Push for regime change? No. In the wake of last year's disputed presidential election, a reformist "Green" movement captured the world's attention with its defiant protests, technological creativity, and resilience. The U.S. avoided the temptation to overtly support the opposition movement, to avoid bringing additional heat on the reformers. Indeed, Iran's political protestors requested that the U.S. stay out of Iran's political drama. Given the longstanding history of Western interference in Iran's domestic affairs, this approach gives nuclear negotiators a greater chance of success.
However, there have been calls from across the political spectrum for President Obama to change course. Last month, Richard Haass, president of the Council on Foreign Relations, a pragmatic voice on foreign affairs, called on the U.S. to strengthen Iran's opposition movement in order to "deepen rifts among the rulers." Haas reasoned that because rifts within the regime are so significant, and because Iran's reformers are already labeled as pawns of the West, the U.S. should take advantage of the moment and push for change.
Yet this approach remains unlikely to succeed. First, Iran's reformists are just as committed to nuclear development as the hardliners. Second, Iran's fierce nationalism, embodied by the reformists as well, will surely reject Western efforts to promote regime change. Finally, such efforts will severely handicap future diplomacy with Iran. While the U.S. should speak up in support of human rights in Iran and condemn violence, we should not actively seek to influence Iran's domestic politics.

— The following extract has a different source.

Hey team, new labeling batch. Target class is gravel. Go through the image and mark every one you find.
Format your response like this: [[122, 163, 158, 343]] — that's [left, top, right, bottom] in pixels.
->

Military Action? No. The least attractive option remains military intervention, including targeted airstrikes on Iranian nuclear facilities. America's military is stretched perilously thin, public support for a new war is nonexistent, and global allies are unlikely to contribute to such action. Moreover, a military strike on Iran puts American troops in the region at greater risk of attack, increases the likelihood of Iranian-sanctioned terror activity, and may mute the progress made by the reform movement. Further, there is no guarantee military action will be successful.
Yet even if the U.S. holds fire, we may be sucked into conflict if Israel unilaterally strikes Iran's nuclear facilities. This is the least desirable outcome. The better military deterrent may be to increase military technology and training in Iran's Arab neighbors, a process that the U.S. has already begun. The risk of setting off an arms race in the region, however, stands as caution.
Keep on Keeping On? Yes. Iran's domestic politics will only be resolved from within. But the Obama Administration has successfully cast Iran as the bad guy, with the U.S. playing the role of responsible global leader. This is the best shot we have at coercing Iran into acting as a responsible member of the international community. President Obama has already gotten the ball rolling. It's time to get it rolling faster.